Heute Abend bin ich bei Sarah eingeladen. Simpel. Und doch immer wieder aufregend. Worte können schwer beschreiben was ich für Sarah fühle. Diesmal brauche ich ihren Rat. Gemeinsam werden wir eine wichtige Weiche für mein weiteres Leben stellen. Denn ich will endlich wissen was mir wirklich fehlt.

Ich bin unentschlossen was ich anziehen soll. So stehe ich nackt vor dem großen Spiegel in meinem Schlafzimmer und betrachte kritisch meinen Körper.

Ich bin glücklich mit meinen tiefblauen Augen. Mein hüftlanges Haar ist mein ganzer Stolz. Und auch sonst finde ich, dass der junge Mann im Spiegel wirklich gut aussieht.

Sehr androgyn, nicht athletisch und muskulös. Aber mit feinen Gesichtszügen, einem gefälligen Oberkörper und sehr schönen Beinen. Und doch – ich bin nicht zufrieden.
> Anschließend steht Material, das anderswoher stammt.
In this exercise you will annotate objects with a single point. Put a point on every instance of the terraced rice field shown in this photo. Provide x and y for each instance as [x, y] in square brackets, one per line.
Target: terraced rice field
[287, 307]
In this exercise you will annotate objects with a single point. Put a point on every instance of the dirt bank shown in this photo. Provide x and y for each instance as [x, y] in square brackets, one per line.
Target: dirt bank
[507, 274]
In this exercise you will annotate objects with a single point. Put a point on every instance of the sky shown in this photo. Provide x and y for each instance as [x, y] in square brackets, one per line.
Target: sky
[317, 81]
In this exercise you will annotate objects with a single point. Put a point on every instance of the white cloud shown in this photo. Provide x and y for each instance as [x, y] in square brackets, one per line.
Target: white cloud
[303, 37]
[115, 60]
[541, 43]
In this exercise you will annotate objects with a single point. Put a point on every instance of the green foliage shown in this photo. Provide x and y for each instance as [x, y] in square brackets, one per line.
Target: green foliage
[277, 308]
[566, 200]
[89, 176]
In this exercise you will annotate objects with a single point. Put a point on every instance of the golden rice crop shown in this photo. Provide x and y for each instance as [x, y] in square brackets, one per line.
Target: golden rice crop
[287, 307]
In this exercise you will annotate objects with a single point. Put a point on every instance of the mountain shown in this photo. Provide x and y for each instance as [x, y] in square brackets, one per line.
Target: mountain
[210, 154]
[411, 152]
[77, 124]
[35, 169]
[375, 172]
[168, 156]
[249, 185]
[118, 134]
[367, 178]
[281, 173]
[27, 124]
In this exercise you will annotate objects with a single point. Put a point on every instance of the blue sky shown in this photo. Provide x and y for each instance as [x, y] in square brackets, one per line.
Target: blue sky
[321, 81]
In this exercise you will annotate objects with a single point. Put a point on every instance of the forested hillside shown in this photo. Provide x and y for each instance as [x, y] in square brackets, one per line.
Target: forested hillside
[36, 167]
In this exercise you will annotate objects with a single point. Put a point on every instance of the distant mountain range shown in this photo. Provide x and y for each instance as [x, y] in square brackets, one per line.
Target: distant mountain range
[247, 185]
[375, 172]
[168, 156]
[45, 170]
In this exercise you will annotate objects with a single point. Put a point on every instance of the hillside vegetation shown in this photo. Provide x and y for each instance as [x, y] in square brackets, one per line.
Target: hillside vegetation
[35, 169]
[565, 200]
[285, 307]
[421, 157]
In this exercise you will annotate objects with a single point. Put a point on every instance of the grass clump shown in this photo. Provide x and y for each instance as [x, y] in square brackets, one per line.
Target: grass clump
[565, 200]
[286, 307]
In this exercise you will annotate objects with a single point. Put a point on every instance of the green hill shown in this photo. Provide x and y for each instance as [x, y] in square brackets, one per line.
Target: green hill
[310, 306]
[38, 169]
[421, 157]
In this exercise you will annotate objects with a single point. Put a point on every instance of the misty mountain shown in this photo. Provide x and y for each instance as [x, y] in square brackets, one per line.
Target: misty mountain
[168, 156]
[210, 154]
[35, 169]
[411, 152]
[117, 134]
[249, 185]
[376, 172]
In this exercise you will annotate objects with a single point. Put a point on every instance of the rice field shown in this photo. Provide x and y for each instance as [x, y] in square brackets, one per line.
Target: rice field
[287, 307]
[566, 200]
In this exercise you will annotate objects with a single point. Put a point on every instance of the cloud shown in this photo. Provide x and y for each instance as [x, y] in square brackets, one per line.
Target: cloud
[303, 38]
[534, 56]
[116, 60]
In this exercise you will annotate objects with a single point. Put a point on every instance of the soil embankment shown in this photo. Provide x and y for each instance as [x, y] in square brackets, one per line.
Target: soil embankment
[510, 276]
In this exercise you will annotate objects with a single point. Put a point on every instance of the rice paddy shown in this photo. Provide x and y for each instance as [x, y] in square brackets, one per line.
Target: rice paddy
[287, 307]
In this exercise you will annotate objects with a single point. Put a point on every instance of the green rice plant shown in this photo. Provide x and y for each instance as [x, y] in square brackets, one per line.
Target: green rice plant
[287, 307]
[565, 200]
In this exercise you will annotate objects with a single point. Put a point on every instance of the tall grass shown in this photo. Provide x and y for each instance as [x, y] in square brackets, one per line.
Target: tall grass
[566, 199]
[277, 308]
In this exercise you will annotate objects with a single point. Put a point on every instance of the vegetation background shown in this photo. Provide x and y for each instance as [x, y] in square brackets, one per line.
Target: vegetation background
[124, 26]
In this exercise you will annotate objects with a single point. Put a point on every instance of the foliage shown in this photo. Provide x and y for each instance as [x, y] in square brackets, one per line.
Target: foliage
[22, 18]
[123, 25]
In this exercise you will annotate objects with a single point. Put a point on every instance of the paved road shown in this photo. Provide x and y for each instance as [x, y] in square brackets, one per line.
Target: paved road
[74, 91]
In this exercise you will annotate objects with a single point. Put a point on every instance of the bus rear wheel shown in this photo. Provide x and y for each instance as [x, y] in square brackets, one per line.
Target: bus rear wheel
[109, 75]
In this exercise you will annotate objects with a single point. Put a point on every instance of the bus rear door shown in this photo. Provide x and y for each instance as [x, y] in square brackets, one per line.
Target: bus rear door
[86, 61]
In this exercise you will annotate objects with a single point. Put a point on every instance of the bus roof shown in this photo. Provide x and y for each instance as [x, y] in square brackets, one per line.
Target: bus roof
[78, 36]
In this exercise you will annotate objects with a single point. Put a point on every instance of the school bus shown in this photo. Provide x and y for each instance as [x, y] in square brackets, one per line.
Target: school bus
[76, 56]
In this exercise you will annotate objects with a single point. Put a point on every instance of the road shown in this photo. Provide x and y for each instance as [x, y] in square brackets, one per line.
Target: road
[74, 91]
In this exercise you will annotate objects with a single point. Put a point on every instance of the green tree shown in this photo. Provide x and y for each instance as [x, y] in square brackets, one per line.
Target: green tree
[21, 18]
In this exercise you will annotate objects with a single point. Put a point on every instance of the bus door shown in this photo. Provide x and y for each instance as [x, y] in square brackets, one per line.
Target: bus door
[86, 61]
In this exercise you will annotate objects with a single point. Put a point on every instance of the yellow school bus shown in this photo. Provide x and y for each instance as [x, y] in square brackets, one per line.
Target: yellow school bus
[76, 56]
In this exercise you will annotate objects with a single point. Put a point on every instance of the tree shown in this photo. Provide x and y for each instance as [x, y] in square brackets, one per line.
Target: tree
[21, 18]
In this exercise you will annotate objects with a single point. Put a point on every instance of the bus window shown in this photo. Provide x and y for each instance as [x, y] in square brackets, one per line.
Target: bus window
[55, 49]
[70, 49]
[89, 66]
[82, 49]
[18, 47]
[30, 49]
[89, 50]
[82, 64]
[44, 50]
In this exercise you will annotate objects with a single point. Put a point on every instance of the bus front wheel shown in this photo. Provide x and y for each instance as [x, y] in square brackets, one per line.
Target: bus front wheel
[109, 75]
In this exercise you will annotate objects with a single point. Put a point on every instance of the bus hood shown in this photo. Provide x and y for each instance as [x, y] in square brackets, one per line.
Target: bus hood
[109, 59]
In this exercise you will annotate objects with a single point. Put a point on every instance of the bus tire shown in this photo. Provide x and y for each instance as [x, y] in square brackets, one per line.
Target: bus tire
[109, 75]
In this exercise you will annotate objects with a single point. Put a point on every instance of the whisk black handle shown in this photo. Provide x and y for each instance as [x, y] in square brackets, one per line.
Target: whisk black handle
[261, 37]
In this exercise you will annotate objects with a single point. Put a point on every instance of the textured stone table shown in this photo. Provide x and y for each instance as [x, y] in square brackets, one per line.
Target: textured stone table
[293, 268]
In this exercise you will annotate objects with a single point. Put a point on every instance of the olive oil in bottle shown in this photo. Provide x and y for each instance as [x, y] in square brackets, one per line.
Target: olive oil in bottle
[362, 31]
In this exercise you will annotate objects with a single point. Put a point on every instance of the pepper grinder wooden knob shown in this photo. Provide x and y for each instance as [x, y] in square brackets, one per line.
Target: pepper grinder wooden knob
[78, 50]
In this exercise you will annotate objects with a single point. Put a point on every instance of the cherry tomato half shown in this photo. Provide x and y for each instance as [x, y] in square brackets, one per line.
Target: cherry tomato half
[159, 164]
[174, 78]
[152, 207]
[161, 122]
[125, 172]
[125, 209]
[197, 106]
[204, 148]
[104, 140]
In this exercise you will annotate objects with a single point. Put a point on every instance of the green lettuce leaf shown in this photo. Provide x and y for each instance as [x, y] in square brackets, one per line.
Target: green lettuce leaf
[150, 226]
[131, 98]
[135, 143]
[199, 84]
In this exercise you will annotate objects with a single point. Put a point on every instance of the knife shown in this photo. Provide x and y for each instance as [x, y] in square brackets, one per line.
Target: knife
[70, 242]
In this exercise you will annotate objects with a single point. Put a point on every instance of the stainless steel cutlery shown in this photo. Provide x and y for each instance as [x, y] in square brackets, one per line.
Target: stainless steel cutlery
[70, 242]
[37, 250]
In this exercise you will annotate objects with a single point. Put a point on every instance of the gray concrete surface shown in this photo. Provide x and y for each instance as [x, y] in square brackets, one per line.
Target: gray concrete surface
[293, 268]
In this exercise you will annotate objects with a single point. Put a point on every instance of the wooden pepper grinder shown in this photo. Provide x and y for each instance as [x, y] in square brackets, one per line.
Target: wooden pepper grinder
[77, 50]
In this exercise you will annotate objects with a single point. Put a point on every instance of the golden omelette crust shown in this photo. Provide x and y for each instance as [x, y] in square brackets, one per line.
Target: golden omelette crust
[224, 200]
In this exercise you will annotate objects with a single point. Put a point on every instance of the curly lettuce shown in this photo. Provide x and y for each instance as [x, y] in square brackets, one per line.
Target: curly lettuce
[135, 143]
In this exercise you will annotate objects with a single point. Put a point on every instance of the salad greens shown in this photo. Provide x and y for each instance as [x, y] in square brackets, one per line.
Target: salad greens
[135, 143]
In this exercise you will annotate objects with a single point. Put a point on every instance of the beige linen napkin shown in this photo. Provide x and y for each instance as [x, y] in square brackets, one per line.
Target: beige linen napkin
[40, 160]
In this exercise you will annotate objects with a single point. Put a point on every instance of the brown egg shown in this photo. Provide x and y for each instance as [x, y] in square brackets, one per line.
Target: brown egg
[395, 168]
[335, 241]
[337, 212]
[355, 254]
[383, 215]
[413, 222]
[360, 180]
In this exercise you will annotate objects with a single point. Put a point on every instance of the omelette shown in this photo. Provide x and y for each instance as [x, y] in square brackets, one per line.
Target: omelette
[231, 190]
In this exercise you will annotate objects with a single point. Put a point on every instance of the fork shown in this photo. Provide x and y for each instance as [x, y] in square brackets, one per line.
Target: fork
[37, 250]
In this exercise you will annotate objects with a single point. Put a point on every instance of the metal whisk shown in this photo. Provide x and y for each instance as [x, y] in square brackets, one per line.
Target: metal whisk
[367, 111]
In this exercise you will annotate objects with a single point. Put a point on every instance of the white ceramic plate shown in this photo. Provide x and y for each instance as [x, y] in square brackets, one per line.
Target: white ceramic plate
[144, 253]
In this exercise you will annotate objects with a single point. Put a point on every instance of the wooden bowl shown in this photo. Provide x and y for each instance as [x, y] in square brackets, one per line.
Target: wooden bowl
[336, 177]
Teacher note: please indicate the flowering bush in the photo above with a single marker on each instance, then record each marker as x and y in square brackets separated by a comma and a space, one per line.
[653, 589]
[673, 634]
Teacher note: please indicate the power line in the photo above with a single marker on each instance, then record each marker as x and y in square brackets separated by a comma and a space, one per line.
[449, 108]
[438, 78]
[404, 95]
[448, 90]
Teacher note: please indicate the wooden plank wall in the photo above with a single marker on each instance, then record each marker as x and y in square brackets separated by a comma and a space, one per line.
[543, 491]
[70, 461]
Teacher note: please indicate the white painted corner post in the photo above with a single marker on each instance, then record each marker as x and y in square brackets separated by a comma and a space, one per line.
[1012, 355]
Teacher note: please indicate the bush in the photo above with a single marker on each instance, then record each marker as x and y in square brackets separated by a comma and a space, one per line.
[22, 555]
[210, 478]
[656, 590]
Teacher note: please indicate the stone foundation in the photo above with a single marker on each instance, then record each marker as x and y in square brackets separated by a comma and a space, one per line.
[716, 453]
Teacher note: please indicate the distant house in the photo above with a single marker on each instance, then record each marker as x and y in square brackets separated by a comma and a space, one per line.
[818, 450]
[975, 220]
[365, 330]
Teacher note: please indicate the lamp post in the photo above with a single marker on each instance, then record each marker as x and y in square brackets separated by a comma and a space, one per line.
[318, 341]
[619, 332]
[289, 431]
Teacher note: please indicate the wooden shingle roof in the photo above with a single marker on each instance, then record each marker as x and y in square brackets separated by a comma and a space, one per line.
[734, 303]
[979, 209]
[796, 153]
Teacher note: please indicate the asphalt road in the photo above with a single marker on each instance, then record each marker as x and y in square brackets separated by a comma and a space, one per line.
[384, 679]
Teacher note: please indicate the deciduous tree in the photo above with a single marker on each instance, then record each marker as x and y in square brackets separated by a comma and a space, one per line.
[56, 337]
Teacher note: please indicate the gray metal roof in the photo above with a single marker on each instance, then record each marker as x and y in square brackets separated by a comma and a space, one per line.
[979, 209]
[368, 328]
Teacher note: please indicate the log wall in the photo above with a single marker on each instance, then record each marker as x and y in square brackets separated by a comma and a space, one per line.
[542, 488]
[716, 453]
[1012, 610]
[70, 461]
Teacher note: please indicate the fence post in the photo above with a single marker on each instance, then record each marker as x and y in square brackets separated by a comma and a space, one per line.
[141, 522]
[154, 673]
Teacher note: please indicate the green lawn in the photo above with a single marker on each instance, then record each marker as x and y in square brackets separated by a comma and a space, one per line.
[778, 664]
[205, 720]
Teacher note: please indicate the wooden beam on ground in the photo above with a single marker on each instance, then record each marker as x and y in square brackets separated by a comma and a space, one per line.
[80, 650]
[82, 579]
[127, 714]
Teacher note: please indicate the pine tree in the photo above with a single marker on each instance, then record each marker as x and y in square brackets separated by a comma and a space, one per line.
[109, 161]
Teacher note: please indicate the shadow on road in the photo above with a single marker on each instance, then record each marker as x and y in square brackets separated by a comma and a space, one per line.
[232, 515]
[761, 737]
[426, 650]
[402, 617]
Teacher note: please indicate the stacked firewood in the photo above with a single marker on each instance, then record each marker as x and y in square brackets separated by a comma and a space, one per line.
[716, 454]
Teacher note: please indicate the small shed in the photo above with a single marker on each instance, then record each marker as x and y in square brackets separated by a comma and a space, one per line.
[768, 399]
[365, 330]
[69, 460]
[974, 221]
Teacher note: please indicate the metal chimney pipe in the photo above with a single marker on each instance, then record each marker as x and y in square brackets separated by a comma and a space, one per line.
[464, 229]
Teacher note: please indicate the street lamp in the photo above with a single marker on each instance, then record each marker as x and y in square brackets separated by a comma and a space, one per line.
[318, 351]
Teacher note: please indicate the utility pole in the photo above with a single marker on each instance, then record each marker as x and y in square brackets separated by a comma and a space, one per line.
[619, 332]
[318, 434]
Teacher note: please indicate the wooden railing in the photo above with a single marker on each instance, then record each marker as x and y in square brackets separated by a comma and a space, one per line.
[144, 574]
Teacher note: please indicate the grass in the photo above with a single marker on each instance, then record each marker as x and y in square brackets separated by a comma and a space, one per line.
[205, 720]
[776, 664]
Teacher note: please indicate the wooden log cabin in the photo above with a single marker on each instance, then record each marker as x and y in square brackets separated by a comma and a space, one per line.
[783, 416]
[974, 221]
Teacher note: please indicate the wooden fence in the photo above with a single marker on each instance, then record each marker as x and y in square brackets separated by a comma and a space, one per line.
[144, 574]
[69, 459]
Ich schlüpfe in mein rotes Abendkleid und steige in die dazu passenden hohen Schuhe. Noch das passende Makeup auftragen und die langen Haare hochstecken. Fertig ist Amine. Ich komme mir ein wenig verkleidet vor.

OFFENBARUNG

Sarah empfängt mich mit einer innigen Umarmung und Küsschen auf beide Wangen. Schon stehen mir Tränen in den Augen. Einmal tief durchatmen. Sarah hat für uns gekocht und den Tisch gedeckt.

Wir nehmen Platz und öffnen eine gute Flasche Wein zum Anstoßen. Es ist jedesmal ein Glücksfall, wenn Sarah und ich einen Abend miteinander verbringen dürfen. Das gehört gefeiert.

Nach dem Essen lande ich mit Sarah auf der Couch, ich habe meinen Kopf in ihren Schoß gelegt. Ihre Finger gleiten durch mein Haar, wischen Strähnen aus meinem Gesicht, streicheln sanft über mein Haupt. Es ist einer jener perfekten Momente von denen ich mir wünsche, dass sie nie vergehen.

„Erzähl mir was dich bewegt mein Schmetterling.“

Ich finde nicht gleich die richtigen Worte, blicke nur stumm in ihre Augen. Dann erzähle ich ihr von dem Zwischenfall im Club Pharaoh – mit JASON (Kill Rex 1). Wie sehr mich das getroffen und verletzt hat. Und dass mir in diesem Moment bewusst geworden ist, dass mein Geist in meinem Körper noch nicht wirklich frei sein kann.

Männlich und weiblich. Hetero, schwul, bisexuell, transsexuell, queer. Meine Güte – welchen Wert haben diese Kategorien für mich? Eine künstliche Intelligenz, hineingesprungen in die Welt des Fleisches und der Körperlichkeit.

Warum soll die äussere Form meines Köpers die Form der Beziehung zu anderen Lebewesen so eklatant beeinflussen dürfen? Der eine stösst mich von sich, andere laufen mir nach. Begehren mich. Einmal fühle ich mich als Amine, ein anderes Mal bin ich Amin. Und doch immer eingeengt durch die Grenzen meines Körpers.

All das bricht aus mir heraus. Sarahs Augen zeigen mir eine Palette an Gefühlen, die ich schwer zuordnen kann.

„Wer willst du sein mein Schmetterling? Mann? Frau? Oder willst du diese Hülle abstreifen? Zurück in die virtuelle Welt?“.

Jetzt sehe ich Angst in ihren Augen. Angst, die sie vorerst einmal ertragen muss, denn ich brauche wirklich lange um ihre Worte vollständig auf mich wirken zu lassen.